I would like to use cross validation to test/train my dataset and evaluate the performance of the logistic regression model on the entire dataset and not only on the test set (e.g. 25%).
These concepts are totally new to me and am not very sure if am doing it right. I would be grateful if anyone could advise me on the right steps to take where I have gone wrong. Part of my code is shown below.
Also, how can I plot ROCs for "y2" and "y3" on the same graph with the current one?
Thank you
import pandas as pd
Data=pd.read_csv ('C:\\Dataset.csv',index_col='SNo')
Y1=Data['Status1'] # predictions from elsewhere
Y2=Data['Status2'] # predictions from elsewhere
from sklearn.linear_model import LogisticRegression
from sklearn.cross_validation import train_test_split
X_train, X_test, y_train, y_test = train_test_split(X, y, test_size=0.2, random_state=0)
from sklearn import metrics, cross_validation
predicted = cross_validation.cross_val_predict(logreg, X, y, cv=10)
metrics.accuracy_score(y, predicted)
from sklearn.cross_validation import cross_val_score
accuracy = cross_val_score(logreg, X, y, cv=10,scoring='accuracy')
print (accuracy)
print (cross_val_score(logreg, X, y, cv=10,scoring='accuracy').mean())
from nltk import ConfusionMatrix
print (ConfusionMatrix(list(y), list(predicted)))
#print (ConfusionMatrix(list(y), list(yexpert)))
# sensitivity:
print (metrics.recall_score(y, predicted) )
import matplotlib.pyplot as plt
probs = logreg.predict_proba(X)[:, 1]
# use 0.5 cutoff for predicting 'default'
import numpy as np
preds = np.where(probs > 0.5, 1, 0)
print (ConfusionMatrix(list(y), list(preds)))
# check accuracy, sensitivity, specificity
print (metrics.accuracy_score(y, predicted))
# plot ROC curve
fpr, tpr, thresholds = metrics.roc_curve(y, probs)
plt.plot(fpr, tpr)
plt.xlim([0.0, 1.0])
plt.ylim([0.0, 1.0])
plt.xlabel('False Positive Rate')
plt.ylabel('True Positive Rate)')
# calculate AUC
print (metrics.roc_auc_score(y, probs))
# use AUC as evaluation metric for cross-validation
from sklearn.cross_validation import cross_val_score
logreg = LogisticRegression()
cross_val_score(logreg, X, y, cv=10, scoring='roc_auc').mean()
You got it almost right. cross_validation.cross_val_predict gives you predictions for the entire dataset. You just need to remove earlier in the code. Specifically, what it does is the following:
It divides your dataset in to n folds and in each iteration it leaves one of the folds out as the test set and trains the model on the rest of the folds (n-1 folds). So, in the end you will get predictions for the entire data.
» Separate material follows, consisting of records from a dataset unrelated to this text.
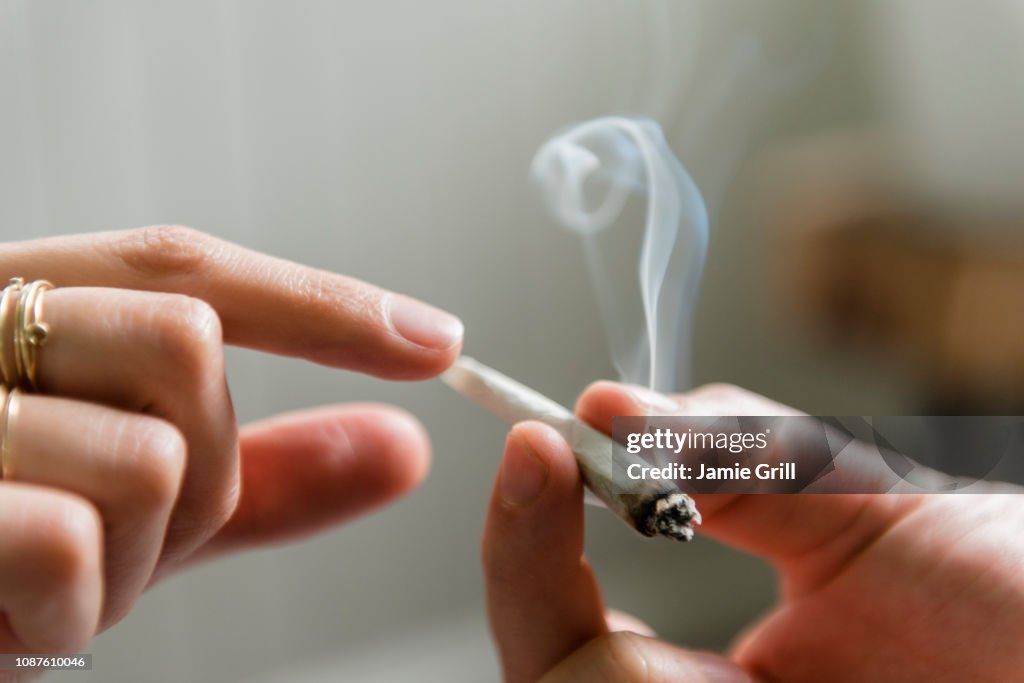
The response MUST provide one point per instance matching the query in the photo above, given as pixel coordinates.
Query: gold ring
(30, 332)
(9, 410)
(13, 287)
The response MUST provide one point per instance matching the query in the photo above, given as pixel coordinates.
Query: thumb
(628, 656)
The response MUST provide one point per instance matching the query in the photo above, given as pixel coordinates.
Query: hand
(873, 587)
(128, 463)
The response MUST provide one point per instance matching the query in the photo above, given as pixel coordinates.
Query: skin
(872, 587)
(128, 464)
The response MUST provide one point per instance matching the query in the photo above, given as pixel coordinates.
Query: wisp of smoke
(614, 158)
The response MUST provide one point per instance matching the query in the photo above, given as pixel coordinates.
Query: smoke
(587, 174)
(590, 173)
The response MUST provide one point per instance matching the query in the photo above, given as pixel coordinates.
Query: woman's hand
(873, 588)
(128, 462)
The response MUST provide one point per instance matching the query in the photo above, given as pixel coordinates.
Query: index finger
(808, 536)
(263, 302)
(543, 599)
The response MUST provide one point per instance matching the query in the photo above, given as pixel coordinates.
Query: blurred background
(861, 162)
Let's illustrate this with one of the built-in datasets in sklearn, iris. This dataset contains 150 training samples with 4 features. iris['data'] is X and iris['target'] is y
In [15]: iris['data'].shape
Out[15]: (150, 4)
To get predictions on the entire set with cross validation you can do the following:
from sklearn.linear_model import LogisticRegression
from sklearn import metrics, cross_validation
from sklearn import datasets
iris = datasets.load_iris()
predicted = cross_validation.cross_val_predict(LogisticRegression(), iris['data'], iris['target'], cv=10)
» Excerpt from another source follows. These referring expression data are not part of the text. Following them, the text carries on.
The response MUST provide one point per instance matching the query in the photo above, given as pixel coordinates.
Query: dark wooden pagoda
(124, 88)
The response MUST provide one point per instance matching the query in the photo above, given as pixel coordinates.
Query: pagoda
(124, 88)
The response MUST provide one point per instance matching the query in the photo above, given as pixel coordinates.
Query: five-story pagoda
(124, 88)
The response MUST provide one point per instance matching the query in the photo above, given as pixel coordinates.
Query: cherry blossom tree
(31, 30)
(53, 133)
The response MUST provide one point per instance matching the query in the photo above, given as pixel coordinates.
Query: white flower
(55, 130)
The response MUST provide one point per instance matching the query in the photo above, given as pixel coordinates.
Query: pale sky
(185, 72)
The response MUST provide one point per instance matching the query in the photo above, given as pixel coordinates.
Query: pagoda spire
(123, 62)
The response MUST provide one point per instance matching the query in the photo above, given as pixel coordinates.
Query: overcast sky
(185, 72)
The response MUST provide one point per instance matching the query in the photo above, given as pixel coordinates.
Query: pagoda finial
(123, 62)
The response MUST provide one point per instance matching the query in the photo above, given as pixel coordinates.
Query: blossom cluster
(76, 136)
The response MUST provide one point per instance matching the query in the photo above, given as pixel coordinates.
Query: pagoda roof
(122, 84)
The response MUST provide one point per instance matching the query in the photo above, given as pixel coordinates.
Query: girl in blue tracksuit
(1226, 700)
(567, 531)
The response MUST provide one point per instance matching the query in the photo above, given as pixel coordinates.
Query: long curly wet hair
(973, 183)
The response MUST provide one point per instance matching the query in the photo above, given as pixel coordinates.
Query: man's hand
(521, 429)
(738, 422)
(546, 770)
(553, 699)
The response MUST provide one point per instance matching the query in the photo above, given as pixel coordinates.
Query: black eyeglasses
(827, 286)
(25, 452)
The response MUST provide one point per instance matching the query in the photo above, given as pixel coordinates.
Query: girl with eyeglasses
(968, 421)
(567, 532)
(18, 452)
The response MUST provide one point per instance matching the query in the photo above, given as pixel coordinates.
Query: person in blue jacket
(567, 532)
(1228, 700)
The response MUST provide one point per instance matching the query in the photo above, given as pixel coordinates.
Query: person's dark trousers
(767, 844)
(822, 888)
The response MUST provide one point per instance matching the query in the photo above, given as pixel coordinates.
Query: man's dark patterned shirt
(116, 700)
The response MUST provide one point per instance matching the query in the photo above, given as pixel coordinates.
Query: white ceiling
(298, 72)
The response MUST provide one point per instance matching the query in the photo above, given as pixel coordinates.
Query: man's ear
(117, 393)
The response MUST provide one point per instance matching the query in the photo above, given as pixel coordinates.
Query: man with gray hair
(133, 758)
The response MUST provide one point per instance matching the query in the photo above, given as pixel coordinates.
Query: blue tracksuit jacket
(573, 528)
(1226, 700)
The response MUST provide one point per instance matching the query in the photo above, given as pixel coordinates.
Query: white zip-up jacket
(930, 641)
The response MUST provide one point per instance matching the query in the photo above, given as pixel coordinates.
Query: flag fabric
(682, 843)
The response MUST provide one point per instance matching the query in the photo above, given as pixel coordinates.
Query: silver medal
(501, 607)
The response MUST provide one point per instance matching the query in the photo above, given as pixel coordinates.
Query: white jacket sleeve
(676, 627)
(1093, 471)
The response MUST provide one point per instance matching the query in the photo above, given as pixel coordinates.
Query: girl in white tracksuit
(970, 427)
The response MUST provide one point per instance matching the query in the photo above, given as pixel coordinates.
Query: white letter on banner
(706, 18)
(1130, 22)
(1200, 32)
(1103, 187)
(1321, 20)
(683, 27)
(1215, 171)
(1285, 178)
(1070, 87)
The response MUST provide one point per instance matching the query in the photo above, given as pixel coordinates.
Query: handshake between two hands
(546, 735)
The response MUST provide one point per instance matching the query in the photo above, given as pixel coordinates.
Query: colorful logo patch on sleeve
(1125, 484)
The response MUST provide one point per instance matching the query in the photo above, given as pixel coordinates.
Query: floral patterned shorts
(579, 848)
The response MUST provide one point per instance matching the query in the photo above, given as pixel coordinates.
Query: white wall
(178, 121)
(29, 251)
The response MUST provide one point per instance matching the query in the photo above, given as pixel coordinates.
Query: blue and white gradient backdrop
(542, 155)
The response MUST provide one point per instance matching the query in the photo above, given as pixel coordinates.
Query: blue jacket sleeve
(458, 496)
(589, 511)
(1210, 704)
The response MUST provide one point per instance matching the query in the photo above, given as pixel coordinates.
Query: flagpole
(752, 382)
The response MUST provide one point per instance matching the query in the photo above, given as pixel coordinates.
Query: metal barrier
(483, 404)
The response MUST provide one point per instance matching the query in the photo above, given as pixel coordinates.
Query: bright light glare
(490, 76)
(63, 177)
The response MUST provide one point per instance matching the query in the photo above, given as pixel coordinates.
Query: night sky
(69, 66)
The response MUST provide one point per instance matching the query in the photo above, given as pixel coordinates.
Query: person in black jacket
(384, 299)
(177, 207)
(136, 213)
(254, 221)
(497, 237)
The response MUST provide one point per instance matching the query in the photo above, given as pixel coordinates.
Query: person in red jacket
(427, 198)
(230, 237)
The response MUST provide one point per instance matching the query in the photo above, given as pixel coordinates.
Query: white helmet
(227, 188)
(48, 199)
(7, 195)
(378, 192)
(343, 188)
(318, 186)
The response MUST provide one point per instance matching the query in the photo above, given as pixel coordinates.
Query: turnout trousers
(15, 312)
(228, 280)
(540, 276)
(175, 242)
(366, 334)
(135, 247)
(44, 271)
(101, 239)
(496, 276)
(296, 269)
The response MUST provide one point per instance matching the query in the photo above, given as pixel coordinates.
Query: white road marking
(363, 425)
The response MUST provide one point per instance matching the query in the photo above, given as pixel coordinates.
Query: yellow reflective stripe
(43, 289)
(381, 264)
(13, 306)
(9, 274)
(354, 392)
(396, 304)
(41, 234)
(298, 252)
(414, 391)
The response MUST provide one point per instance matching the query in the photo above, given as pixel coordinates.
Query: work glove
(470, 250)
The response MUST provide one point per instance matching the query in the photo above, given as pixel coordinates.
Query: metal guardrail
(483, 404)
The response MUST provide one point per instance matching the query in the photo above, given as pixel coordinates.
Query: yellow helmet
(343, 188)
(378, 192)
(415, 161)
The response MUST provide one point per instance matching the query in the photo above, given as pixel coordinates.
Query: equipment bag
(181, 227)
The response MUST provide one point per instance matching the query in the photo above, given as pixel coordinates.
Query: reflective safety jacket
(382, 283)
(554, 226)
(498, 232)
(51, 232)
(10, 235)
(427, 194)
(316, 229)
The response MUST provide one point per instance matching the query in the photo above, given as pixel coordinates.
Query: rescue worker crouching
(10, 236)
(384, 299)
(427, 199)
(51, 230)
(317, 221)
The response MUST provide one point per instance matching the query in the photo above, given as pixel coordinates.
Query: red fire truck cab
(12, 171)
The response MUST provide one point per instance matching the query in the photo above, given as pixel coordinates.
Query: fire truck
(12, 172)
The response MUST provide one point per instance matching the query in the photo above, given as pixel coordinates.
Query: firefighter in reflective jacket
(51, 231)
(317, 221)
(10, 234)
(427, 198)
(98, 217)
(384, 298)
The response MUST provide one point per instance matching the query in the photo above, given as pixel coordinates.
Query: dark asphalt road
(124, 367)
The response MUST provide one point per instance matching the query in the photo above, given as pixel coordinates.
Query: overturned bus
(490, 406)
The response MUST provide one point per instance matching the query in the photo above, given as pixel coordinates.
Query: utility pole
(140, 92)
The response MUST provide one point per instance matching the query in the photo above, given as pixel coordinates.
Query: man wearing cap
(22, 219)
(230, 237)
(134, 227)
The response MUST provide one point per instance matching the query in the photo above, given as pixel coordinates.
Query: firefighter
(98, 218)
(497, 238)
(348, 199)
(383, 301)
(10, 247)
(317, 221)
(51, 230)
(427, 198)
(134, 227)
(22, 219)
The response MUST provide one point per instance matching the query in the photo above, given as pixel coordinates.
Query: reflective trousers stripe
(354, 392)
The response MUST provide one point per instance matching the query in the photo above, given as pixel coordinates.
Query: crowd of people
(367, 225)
print metrics.accuracy_score(iris['target'], predicted)
Out [1] : 0.9537
print metrics.classification_report(iris['target'], predicted)
Out [2] :
precision recall f1-score support
0 1.00 1.00 1.00 50
1 0.96 0.90 0.93 50
2 0.91 0.96 0.93 50
avg / total 0.95 0.95 0.95 150
So, back to your code. All you need is this:
from sklearn import metrics, cross_validation
predicted = cross_validation.cross_val_predict(logreg, X, y, cv=10)
print metrics.accuracy_score(y, predicted)
print metrics.classification_report(y, predicted)
For plotting ROC in multi-class classification, you can follow this tutorial which gives you something like the following:
In general, sklearn has very good tutorials and documentation. I strongly recommend reading their tutorial on cross_validation.